Abstract

The development of endoscopic resection and reduced surgical procedures has progressed in recent years. Lymph node micrometastases can be cited as one of the problems with reduced operations. In this study, we investigated clinicopathological findings and sentinel lymph nodes (SNs) for associations with micrometastases. We discuss the indications for endoscopic mucosal resection (EMR), reduced surgery, and sentinel node navigation surgery (SNNS) based on the results. Immunostaining with anti-cytokeratin antibodies was used as the method of exploring for micrometastases. Comparisons and assessments were made in regard to the presence or absence of micrometastases and various clinicopathological factors. The relationship between the clinicopathological factors and micrometastases was investigated in 120 patients with pT1pN0 gastric cancer. Significant differences in depth of invasion (mucosal [m] versus submucosal [sm]) and histological type (differentiated versus undifferentiated) were observed in both univariate analysis and multivariate analysis.
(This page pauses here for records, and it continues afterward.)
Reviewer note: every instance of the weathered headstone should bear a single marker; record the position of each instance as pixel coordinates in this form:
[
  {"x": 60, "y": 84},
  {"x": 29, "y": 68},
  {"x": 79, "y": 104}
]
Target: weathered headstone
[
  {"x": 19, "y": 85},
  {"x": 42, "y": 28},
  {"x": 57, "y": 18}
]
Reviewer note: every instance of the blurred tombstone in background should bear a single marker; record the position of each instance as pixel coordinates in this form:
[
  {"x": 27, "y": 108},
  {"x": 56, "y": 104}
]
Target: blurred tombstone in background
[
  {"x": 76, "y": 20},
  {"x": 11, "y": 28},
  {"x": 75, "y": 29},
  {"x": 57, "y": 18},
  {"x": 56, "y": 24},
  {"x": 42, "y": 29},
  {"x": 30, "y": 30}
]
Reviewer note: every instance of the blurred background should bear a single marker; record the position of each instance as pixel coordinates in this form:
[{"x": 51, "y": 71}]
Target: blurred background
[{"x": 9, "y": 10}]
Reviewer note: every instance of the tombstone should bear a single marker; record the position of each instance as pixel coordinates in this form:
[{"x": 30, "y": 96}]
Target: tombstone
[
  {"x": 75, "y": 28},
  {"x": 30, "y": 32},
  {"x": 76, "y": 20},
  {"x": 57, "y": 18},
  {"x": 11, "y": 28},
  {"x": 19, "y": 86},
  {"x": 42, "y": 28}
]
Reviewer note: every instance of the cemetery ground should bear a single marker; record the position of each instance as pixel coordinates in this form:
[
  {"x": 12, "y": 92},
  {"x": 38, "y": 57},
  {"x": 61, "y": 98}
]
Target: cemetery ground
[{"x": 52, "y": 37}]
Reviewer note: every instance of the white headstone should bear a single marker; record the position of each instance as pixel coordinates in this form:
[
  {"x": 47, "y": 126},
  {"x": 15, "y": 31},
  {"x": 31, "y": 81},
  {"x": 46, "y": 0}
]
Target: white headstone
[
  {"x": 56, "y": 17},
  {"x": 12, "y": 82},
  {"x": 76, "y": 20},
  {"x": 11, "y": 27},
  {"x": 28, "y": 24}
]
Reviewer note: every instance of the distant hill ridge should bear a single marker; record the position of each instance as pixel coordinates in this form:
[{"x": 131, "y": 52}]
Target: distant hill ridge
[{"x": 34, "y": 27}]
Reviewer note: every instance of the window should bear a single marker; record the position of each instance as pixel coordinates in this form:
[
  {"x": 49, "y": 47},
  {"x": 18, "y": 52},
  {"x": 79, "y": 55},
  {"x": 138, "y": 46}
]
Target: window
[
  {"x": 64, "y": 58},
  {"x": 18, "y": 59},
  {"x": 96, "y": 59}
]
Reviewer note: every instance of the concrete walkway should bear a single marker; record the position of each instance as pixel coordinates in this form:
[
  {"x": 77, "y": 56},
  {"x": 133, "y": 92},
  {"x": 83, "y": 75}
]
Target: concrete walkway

Micrometastases were observed in 32% of the sm cancers, and they were observed in group 2 lymph nodes (no. 7) in 8%. They tended to be more common in the undifferentiated type. The micrometastatic lymph nodes were restricted to blue nodes (BNs) and lymph nodes within the dye flow area of patent blue (used intraoperatively explore for SNs). It is considered that the indications for current EMR and reduced surgery in early gastric cancer are valid from the standpoint of micrometastases. But if the SNNS that has been studied in recent years is introduced, the lymphatic basin dissection method seems valid only if the case is s-pN0 early cancer.